I vestigi delle vie consolari che solcavano per tutti i versi quelle pianure e che ricordano il passaggio delle immortali legioni, appena si scorgono tra i bronchi e le rovine che lo ricoprono. Siccome l’anima degli abitatori il prete padrone20 ha inaridito quel terreno fecondo.

In quella mattina, da una carrozza giunta al crocicchio di casa Marcello, scendevano quattro donne che noi conosciamo e s’incamminavano verso l’abitato. Con che gioia si abbracciassero padre, madre e figlia lo lascio pensare a voi, dopo tanti disagi e tanti pericoli. Giulia e Aurelia con gli occhi umidi di lagrime contemplavano silenziose tanto affetto, e maledicevano in cuor loro chi aveva cagionatofiero rammarico a questa onesta famiglia.

Camilla istupidita osservava l’insolito spettacolo e non era capace di formare parola. Se avesse potuto indovinare la fine atroce del suo tentatore, chi sa non fosse ritornata in sé, allora non comprendeva nulla.

Marcellino dopo aver egli pure girato lo sguardo curioso dall’uno all’altro, dal bellissimo volto di Giulia al non men bello di Clelia, si dirigeva verso la stalla per mugnere la vaccarella ed offrire un bicchiere di latte fresco alle simpatiche visitatrici.

Dopo mille domande e risposte e ragguagli, Manlio volto a Giulia diceva: «l’esilio dunque ci resta, non ci vedo altra via.
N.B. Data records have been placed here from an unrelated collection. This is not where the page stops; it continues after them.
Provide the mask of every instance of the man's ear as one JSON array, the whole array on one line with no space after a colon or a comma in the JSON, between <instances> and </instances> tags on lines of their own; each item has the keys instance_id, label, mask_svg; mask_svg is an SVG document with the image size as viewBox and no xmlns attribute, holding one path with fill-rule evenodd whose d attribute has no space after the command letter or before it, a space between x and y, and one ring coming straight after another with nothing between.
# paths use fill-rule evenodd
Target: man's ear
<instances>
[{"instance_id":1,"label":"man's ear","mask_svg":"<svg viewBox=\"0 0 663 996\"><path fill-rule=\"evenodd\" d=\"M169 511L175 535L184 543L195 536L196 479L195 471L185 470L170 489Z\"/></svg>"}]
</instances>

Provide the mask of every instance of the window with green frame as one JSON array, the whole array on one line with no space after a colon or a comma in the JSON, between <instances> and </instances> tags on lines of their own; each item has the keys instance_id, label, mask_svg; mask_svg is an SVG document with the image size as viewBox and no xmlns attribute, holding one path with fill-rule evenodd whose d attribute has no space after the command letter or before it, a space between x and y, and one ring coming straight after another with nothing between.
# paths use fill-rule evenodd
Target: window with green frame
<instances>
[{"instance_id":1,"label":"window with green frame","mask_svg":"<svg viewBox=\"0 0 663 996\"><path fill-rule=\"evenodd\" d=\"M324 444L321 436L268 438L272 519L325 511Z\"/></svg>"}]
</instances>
Questo governo infernale finirà presto, non ne dubito, ma intanto dopo tutto quel ch’è accaduto bisogna sottrarci agli ultimi parossismi del prete sanguinario, oggi tutto astio e vendetta».

E Giulia, «io sono del vostro parere: sottrarvi alle persecuzioni di quegli scellerati e non perder tempo. Dio farà il resto e certo in breve potrete tornare nella vostra Roma ringiovanita e redenta».

Il modo di mettersi in salvo fu presto trovato dalla coraggiosa straniera. «Io - essa soggiunse, - ho il mio yacht a Porto d’Anzo».

Il mio yacht!, ma questa parola sarà inintelligibile a chi legge, se uomo e più ancora se donna italiana. Il mio yacht! Una signorina col suo yacht! Ma che razza d’arnese è questo yacht, che portano le fanciulle inglesi ed offrono agli amici?

Lo yacht non è un arnese ma una nave, su cui l’inglese ricco e coraggioso solca gli Oceani e passeggia il mondo tutto, come fosse la propria casa.

I francesi, gli spagnuoli, gli italiani non hanno yacht, benché essi presumano di essere nazioni marittime. La loro educazione è troppo molle. Ricchi, si danno alle lussurie delle metropoli e non avventurano l’effeminata loro esistenza sul mare tempestoso e perciò l’Italia, la Spagna, la Francia non contano i loro Rodney, i Jervis, i Nelson.

L’inglese, anche millionario, repugna dall’ozio, compra un yacht e si spinge sull’Oceano a cercare le tempeste. Egli non teme i calori della zona torrida, né i ghiacci del polo. Veleggia, corre, s’istruisce e diventa robusto di corpo e di mente. Con tali figli Albione signoreggia il mare da secoli. Co’ suoi baluardi di legno essa rese inviolabile e sacra la sua terra d’asilo e si può sperare che coi nuovi baluardi di ferro essa saprà sfidare qualunque tentativo d’invasione straniera.

Dunque, «Ho il mio yacht a Porto d’Anzo, - diceva Giulia, - noi andremo ; e spero di potervi imbarcare inosservati e veleggiare con voi verso il solitario».

 

 

 




20 Tutta la Campagna di Roma appartiene oggi a pochi Monsignori e prelati che l’abbandonano per immergersi nelle crepule della capitale.